China National Offshore Oil Corp. (CNOOC) and Shell Nanhai B.V. (Shell) have announced the final investment decision to expand CNOOC and Shell Petrochemical Company’s (CSPC) existing 50:50 joint venture (JV) in Huizhou, Guangdong Province, China. Subject to regulatory approvals, CNOOC and Shell have agreed that CSPC should take over CNOOC’s ongoing project to build additional chemical facilities next to CSPC’s petrochemical complex.
The project comprises the construction of a new ethylene cracker and ethylene derivatives units, which will increase ethylene capacity by more than 1 million tpy. It will also include a styrene monomer and propylene oxide (SMPO) plant.
Graham van’t Hoff, Executive Vice President for Royal Dutch Shell plc’s global Chemicals business, said: “I’m pleased to confirm that we are going ahead with this growth project. We are selective in our investments, and this decision underlines our confidence in the strong growth potential for chemicals in China. It will position Shell and our partner CNOOC well to help meet the growing needs of customers in this expanding petrochemicals market.”

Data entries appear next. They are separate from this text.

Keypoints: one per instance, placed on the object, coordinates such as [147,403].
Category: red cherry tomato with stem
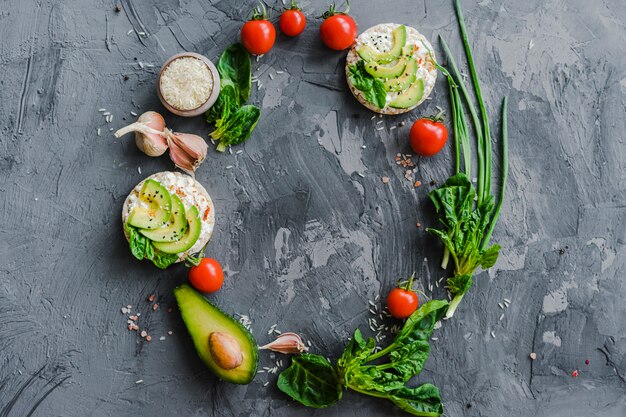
[402,301]
[428,135]
[338,30]
[207,275]
[292,20]
[258,34]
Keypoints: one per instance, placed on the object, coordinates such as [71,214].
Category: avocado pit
[225,350]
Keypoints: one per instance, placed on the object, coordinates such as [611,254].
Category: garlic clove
[148,130]
[194,145]
[287,343]
[181,158]
[225,350]
[187,151]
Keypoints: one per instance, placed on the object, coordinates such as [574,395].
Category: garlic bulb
[148,130]
[287,343]
[187,151]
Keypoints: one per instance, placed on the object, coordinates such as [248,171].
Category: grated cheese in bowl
[186,83]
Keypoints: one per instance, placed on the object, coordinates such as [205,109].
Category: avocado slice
[172,231]
[399,39]
[409,97]
[188,239]
[405,80]
[204,321]
[377,70]
[153,209]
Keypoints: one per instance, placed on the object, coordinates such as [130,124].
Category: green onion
[505,171]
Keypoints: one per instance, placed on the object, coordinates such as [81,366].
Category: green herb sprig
[234,120]
[141,247]
[468,216]
[315,382]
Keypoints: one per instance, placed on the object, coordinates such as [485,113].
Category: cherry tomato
[338,30]
[258,35]
[428,135]
[207,276]
[403,301]
[292,21]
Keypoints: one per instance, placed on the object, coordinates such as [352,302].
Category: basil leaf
[237,127]
[490,257]
[359,78]
[311,380]
[459,284]
[373,88]
[453,200]
[138,243]
[421,401]
[163,260]
[420,324]
[227,103]
[234,64]
[380,95]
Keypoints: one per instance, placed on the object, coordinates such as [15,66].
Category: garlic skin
[287,343]
[148,130]
[187,151]
[225,350]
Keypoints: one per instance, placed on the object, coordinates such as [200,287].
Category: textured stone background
[305,239]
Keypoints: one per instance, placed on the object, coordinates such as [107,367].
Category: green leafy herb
[234,121]
[311,380]
[467,225]
[141,247]
[234,65]
[315,382]
[237,127]
[373,88]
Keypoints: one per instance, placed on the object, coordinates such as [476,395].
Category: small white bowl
[214,92]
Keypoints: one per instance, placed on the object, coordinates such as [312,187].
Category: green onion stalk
[468,215]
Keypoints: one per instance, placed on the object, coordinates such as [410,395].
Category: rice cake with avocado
[190,193]
[387,53]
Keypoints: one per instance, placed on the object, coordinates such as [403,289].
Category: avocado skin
[177,228]
[188,239]
[399,40]
[201,318]
[159,200]
[409,97]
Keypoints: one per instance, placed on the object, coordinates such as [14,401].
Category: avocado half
[202,318]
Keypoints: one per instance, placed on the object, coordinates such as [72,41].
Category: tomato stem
[259,12]
[409,284]
[332,10]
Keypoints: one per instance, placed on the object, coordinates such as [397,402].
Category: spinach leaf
[234,121]
[227,102]
[163,260]
[314,382]
[234,65]
[379,98]
[359,78]
[142,248]
[237,127]
[373,88]
[463,233]
[421,401]
[138,243]
[311,380]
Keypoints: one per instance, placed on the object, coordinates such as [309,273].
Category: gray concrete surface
[305,239]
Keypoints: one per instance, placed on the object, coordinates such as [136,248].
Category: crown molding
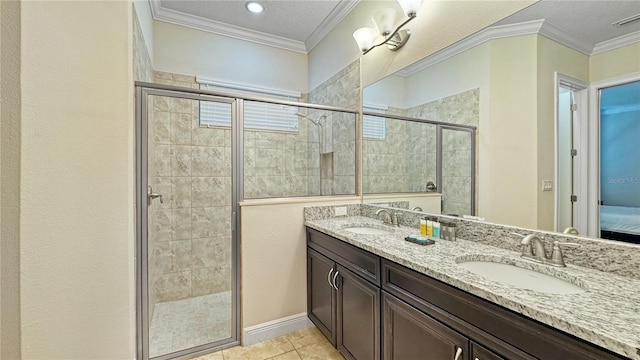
[494,32]
[334,18]
[541,27]
[558,35]
[615,43]
[199,23]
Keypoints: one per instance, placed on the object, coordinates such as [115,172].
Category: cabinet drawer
[509,333]
[479,352]
[357,260]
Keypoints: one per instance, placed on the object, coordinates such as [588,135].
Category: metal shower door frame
[142,92]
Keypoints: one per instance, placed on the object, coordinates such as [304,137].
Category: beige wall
[77,220]
[273,258]
[450,20]
[552,57]
[512,123]
[10,122]
[182,50]
[621,61]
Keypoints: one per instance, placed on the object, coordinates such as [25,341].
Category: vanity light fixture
[383,20]
[254,7]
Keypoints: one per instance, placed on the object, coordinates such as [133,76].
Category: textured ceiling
[588,21]
[295,20]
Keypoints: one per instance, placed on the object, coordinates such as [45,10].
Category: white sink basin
[366,230]
[521,278]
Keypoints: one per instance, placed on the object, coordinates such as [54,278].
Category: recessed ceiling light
[254,7]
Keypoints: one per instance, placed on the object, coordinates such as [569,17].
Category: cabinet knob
[335,286]
[458,353]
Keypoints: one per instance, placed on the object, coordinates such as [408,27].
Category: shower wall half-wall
[402,161]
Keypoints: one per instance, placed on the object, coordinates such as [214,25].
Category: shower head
[315,122]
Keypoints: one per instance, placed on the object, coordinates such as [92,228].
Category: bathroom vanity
[376,296]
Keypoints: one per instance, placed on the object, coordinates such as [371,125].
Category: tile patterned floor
[307,344]
[182,324]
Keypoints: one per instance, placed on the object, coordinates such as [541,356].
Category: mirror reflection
[507,81]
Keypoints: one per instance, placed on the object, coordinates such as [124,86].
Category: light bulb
[384,20]
[364,37]
[410,7]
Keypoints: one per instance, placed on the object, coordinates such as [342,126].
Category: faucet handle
[395,219]
[557,258]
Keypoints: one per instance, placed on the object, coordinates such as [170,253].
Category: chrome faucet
[533,249]
[389,218]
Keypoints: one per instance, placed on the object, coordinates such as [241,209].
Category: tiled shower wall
[461,109]
[401,162]
[406,159]
[190,234]
[337,168]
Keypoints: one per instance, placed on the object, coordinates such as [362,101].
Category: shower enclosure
[403,154]
[188,290]
[199,153]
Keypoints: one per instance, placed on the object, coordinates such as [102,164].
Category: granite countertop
[606,314]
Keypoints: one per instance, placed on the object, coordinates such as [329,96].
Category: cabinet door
[409,334]
[479,352]
[321,297]
[358,332]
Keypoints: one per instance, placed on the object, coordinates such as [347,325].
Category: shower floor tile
[181,324]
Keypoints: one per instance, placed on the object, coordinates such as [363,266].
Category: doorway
[570,193]
[619,113]
[187,206]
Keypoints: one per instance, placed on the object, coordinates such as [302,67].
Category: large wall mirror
[505,82]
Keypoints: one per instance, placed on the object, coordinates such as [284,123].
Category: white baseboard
[272,329]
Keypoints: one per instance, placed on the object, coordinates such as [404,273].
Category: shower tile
[211,191]
[249,139]
[180,129]
[180,105]
[210,161]
[181,160]
[209,222]
[172,256]
[161,229]
[181,223]
[211,252]
[175,286]
[211,280]
[181,192]
[204,136]
[160,127]
[164,186]
[269,140]
[162,160]
[160,103]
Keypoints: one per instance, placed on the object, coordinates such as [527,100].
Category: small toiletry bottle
[436,230]
[452,231]
[423,227]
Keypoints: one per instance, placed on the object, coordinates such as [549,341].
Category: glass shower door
[458,168]
[188,268]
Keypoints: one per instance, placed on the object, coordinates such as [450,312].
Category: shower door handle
[151,195]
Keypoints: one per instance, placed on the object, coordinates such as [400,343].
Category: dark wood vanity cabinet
[373,308]
[411,334]
[321,296]
[343,295]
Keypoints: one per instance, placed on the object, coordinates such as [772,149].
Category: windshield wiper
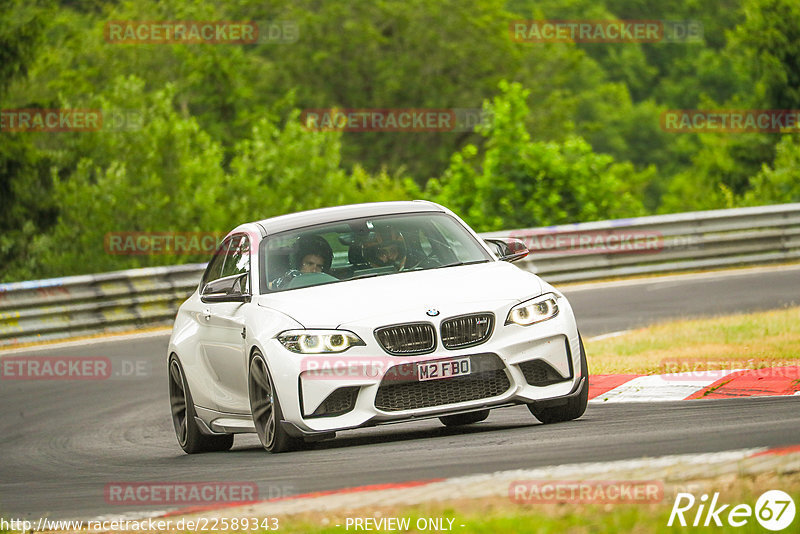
[460,263]
[368,275]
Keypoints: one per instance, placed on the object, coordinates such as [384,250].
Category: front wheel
[190,438]
[266,408]
[574,407]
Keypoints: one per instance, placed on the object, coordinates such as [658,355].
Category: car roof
[301,219]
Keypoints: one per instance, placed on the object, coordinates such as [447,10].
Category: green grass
[755,340]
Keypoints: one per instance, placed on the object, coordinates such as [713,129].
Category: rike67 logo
[774,510]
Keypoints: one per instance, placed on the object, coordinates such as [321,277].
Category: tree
[521,183]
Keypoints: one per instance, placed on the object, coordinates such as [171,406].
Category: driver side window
[214,269]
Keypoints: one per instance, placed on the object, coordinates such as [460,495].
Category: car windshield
[365,247]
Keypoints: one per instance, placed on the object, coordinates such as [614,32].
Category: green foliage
[520,183]
[574,135]
[780,182]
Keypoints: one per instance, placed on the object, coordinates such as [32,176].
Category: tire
[189,436]
[266,408]
[574,408]
[464,418]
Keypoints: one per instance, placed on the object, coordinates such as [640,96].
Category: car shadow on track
[376,435]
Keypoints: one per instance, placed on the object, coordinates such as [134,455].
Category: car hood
[449,290]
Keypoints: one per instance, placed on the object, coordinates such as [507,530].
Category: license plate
[443,369]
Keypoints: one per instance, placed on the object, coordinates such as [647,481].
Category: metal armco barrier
[125,300]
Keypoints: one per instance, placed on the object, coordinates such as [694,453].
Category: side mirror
[508,248]
[228,289]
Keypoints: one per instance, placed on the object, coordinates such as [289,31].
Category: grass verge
[754,340]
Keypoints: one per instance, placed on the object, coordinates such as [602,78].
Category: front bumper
[537,364]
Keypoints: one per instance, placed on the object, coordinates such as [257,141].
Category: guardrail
[138,298]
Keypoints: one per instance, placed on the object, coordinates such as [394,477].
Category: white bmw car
[339,318]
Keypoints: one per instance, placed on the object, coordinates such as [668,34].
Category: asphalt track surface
[62,442]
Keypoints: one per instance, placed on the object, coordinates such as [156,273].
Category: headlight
[318,341]
[534,311]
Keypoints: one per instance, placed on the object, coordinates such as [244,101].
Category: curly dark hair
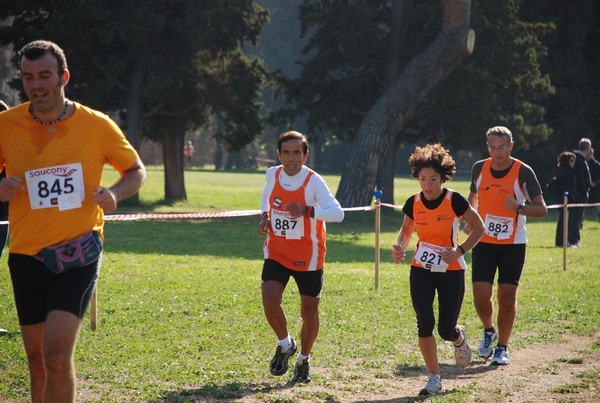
[293,135]
[433,156]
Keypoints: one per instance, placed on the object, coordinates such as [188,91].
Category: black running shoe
[302,372]
[279,363]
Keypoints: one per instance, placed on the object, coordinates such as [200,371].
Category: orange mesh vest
[502,226]
[438,228]
[297,244]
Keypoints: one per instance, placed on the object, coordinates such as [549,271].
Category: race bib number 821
[58,186]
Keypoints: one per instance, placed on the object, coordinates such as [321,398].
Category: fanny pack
[76,253]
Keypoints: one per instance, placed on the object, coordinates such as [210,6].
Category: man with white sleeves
[296,204]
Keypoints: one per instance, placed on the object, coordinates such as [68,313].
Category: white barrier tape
[129,217]
[244,213]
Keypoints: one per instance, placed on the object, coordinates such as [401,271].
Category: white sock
[286,343]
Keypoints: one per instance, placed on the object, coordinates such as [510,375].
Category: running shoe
[279,363]
[302,371]
[500,356]
[462,353]
[432,387]
[485,349]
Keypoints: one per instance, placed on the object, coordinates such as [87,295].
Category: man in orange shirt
[504,191]
[296,203]
[54,151]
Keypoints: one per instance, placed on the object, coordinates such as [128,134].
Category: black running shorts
[508,259]
[38,291]
[309,283]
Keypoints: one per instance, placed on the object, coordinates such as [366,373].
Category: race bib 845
[58,186]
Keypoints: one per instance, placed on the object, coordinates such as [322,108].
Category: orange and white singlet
[298,244]
[502,226]
[437,230]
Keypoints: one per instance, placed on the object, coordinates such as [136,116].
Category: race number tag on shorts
[284,225]
[430,257]
[59,186]
[498,227]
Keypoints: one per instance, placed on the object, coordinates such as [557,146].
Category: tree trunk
[134,118]
[385,179]
[173,158]
[398,104]
[398,44]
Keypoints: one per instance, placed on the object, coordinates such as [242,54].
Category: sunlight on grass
[180,311]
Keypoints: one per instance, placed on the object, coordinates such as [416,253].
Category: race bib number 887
[58,186]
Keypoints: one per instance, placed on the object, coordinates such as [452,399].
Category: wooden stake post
[377,193]
[565,228]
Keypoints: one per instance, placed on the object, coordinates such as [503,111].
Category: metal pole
[94,309]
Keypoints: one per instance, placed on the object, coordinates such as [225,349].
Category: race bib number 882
[58,186]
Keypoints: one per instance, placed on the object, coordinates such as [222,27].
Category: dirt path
[534,375]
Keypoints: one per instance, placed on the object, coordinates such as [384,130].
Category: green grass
[180,314]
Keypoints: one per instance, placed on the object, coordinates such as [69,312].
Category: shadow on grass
[222,392]
[448,371]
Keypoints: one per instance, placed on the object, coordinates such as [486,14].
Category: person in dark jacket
[582,173]
[567,182]
[594,166]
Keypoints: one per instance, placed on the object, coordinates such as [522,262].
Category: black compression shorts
[508,259]
[38,291]
[309,283]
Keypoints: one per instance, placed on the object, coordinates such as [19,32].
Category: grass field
[180,312]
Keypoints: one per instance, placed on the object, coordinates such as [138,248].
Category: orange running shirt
[298,244]
[59,165]
[438,230]
[502,226]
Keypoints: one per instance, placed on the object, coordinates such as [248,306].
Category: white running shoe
[433,386]
[485,349]
[500,356]
[462,353]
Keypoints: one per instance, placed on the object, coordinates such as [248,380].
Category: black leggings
[451,290]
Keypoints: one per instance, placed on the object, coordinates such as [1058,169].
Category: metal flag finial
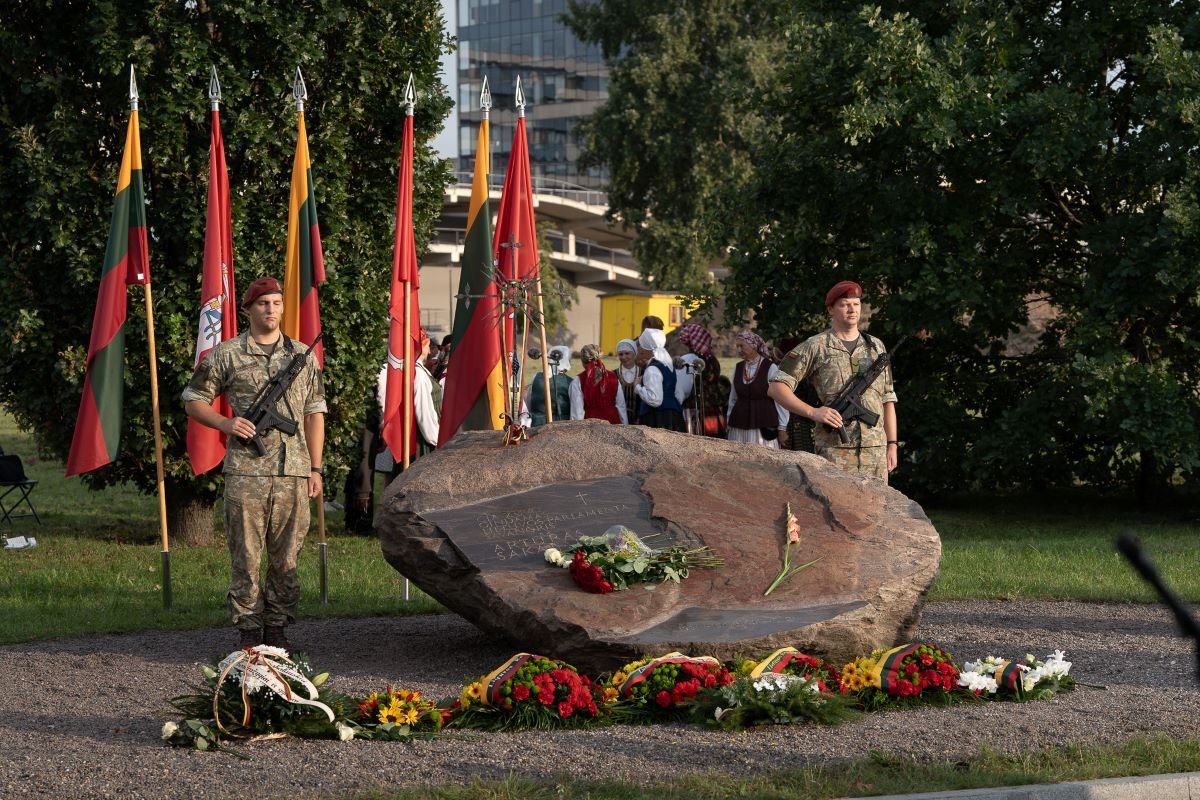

“The expansion of the Nanhai petrochemical complex supports the Chinese long-term petrochemicals development plan and mixed ownership reform direction. We’re delighted that Shell will contribute to the project and our joint venture with industry-leading technology, with improved value through integration with nearby CNOOC refineries to produce high quality petrochemicals for China’s growing domestic markets,” added Dong Xiaoli, General Manager Assistant of CNOOC and General Manager of CNOOC Oil & Petrochemicals Co., Ltd.
Shell will apply its proprietary OMEGA, SMPO and Polyols technologies to produce 150 000 tpy of ethylene oxide, 480 000 tpy of ethylene glycol and 600 000 tpy of high quality polyols.